Freitag, 26. April 2024
Express Online: Thema der Woche | 7. Juli 2011

"Gelebte Demokratie"

Alexandra Kurth
Forschungsgebiete der Politologin, die am Institut für Politikwissenschaft der Justus-Liebig-Universität arbeitet, sind Rechtsextremismus, Militärpolitik, Gender Studies und politische Bildung. Kurth ist Vorsitzende des Netzwerks für politische Bildung, Kultur und Kommunikation und Mitglied im Bündnis "Gießen bleibt bunt".
Die Gießener Wissenschaftlerin ist außerdem Herausgeberin des in einem Uniseminar erarbeiteten Buchs "Die NPD - Fakten, Hintergründe, Kritik", das Mitte kommender Woche als vierter Band in der Schriftenreihe des Netzwerks für politische Bildung, Kultur und Kommunikation erscheint. Infos: www.nbkk.de
Politikwissenschaftlerin Alexandra Kurth über den Kampf gegen Rechtsextremismus

Mit einem internationalen Fest mit großem Kultur- und Infoprogramm gegen Rechtsextremismus wollen Gießener Bürger gegen einen NPD-Aufmarsch in ihrer Stadt am 16. Juli protestieren. Im Express-Interview erläutert Politikwissenschaftlerin Alexandra Kurth, warum rechtsextreme Demonstrationen schwer zu verbieten sind

Express: Warum kann die Stadt die NPD-Demonstration nicht einfach verbieten?
Alexandra Kurth: Diese Frage wurde nicht nur im Stadtparlament, sondern auch innerhalb des Bündnisses "Gießen bleibt bunt" ausführlich diskutiert. Nach unserer Rechtseinschätzung hätte solch ein Verbot zum gegenwärtigen Zeitpunkt juristisch keinerlei Bestand, wenn die NPD dagegen klagen würde. Das Recht auf Versammlungsfreiheit kann nur eingeschränkt werden, wenn eine besondere Gefahrenlage für die öffentliche Ordnung nachgewiesen werden kann.

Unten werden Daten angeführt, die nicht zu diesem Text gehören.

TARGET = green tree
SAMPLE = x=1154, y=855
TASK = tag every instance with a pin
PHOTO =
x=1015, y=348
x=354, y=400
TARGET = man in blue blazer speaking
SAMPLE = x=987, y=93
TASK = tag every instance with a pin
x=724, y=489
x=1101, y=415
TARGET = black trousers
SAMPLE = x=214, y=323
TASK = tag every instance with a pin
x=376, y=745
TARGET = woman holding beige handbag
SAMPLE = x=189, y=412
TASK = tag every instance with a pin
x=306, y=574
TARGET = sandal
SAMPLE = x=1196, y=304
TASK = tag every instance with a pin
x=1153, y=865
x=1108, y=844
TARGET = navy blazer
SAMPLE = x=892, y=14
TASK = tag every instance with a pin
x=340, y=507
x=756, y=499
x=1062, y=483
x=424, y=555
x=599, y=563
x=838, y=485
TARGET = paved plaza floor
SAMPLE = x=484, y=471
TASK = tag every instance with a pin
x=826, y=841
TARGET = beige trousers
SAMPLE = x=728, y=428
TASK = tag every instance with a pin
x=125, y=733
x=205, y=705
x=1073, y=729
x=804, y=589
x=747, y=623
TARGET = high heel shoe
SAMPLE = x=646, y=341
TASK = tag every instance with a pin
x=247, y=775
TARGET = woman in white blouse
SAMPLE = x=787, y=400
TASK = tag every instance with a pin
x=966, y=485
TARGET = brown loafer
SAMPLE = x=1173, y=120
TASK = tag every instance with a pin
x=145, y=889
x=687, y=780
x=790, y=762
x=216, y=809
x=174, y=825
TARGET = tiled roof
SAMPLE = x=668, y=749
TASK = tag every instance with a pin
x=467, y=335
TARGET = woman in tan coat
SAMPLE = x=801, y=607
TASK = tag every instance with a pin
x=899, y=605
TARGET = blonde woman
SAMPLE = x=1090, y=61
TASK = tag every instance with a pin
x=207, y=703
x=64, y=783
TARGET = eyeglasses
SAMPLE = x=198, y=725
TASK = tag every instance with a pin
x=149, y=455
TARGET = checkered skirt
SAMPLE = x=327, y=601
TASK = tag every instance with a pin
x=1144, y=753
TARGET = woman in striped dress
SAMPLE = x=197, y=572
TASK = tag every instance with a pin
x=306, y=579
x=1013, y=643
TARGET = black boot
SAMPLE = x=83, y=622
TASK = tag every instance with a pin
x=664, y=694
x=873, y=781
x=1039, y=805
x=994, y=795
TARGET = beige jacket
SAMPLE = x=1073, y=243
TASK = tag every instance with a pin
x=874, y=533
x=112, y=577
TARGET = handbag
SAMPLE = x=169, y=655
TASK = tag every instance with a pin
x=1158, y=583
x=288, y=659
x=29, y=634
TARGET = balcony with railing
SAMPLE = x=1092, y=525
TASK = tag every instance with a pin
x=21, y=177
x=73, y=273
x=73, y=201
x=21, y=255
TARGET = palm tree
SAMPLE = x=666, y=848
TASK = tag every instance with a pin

Express: Marburg und Gladenbach haben bei rechten Aufmärschen in der Vergangenheit anders gehandelt: Als politisches Signal, dass die Rechtsradikalen dort nicht willkommen sind, haben sie versucht, die Demonstrationen zu verbieten, obwohl sie wussten, dass die Verbote wahrscheinlich vom Verwaltungsgericht gekippt werden.
Alexandra Kurth: Auch bei symbolischen politischen Entscheidungen sollten Schaden und Nutzen abgewogen werden. Mit einem Verbot macht eine Kommune zwar deutlich, dass sie die entsprechende Demonstration ablehnt, gleichzeitig setzt sie sich geradezu zwangsläufig ins "Unrecht", nämlich dann, wenn das Verbot einer gerichtlichen Überprüfung nicht standhält. In solchen Fällen entsteht die paradoxe Situation, dass die demokratischen Kräfte als diejenigen erscheinen, die das Bürgerrecht der Versammlungsfreiheit nicht akzeptieren, während die Rechtsextremen gerichtlich legitimiert demonstrieren können. Die große mediale Aufmerksamkeit gibt es in der Regel gratis dazu.

Express: Eine gerichtliche Legitimation für eine Organisation, die unser politisches System ablehnt, wie das Motto des Aufmarschs zeigt ...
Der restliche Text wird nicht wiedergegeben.